淡水魚のなかでも大型クラスであればメーターオーバーにまで成長する「雷魚(ライギョ)」。国内に生息する魚種はマッディーウォーターのシャローカバーに潜んでいることが多く、ルアーで狙う際はスナッグレス性能の高い「フロッグ」をチョイスするのが王道です。

そこで今回は、雷魚用フロッグのおすすめモデルをご紹介。おさえておくべきアイテムをピックアップしたので、気になる方はぜひチェックしてみてください。

雷魚用フロッグとは?

By: smith.jp

雷魚用フロッグとは名前の通り淡水の「雷魚(ライギョ)」を狙うためのフロッグ。「フロッグ」は日本語で「蛙」のことですが、釣りにおいては水面に浮くトップウォータールアーの1ジャンルを指し、ずんぐりとしたフォルムが特徴です。

また、ボディが中空であることや、素材に柔らかいゴムを使用していることもポイント。さらに、上向きのフックを備えているので障害物回避能力が高く、ほかのルアーではアプローチしにくい場所でも積極的に攻められます。

なお、雷魚用フロッグのフックはほとんどがバーブレス。魚をいたわるという側面もありますが、雷魚自体口を開閉する力が強いこと、歯が鋭いなどにより、ルアーの取り出しが困難なためです。バーブ(返し)があるとフロッグが外しにくくなるので、事前にペンチで潰すなどして対応するようにしましょう。

雷魚用フロッグの選び方

By: smith.jp

雷魚用フロッグのなかでもオーソドックスなのがノーズタイプ。先端が三角形、または先細りになっており、水面に浮く草やゴミをかき分けながら引けるのが特徴です。

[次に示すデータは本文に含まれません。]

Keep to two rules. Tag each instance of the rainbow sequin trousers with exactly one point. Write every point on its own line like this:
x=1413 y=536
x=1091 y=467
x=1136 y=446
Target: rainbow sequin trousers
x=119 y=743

一方、口が大きく開いているのがポッパータイプ。カップで水を受け、飛沫や泡を出したり、ポップ音を発したりするのが特徴です。動きに緩急をつけるのはもちろん、ショートキャストで手返しよく撃って、細かくアクションを入れるのも効果的。ただし、フローティングカバーが多いところで使うとゴミを拾いやすく、動きに支障が出るので、その点には留意しておきましょう。

雷魚用フロッグのおすすめ

バレーヒル(ValleyHill) X.O.SR

雷魚用フロッグの定番モデル。オードドックスなフォルムで、障害物に対するすり抜けのよさと水面での滑りやすさに配慮しているのが特徴です。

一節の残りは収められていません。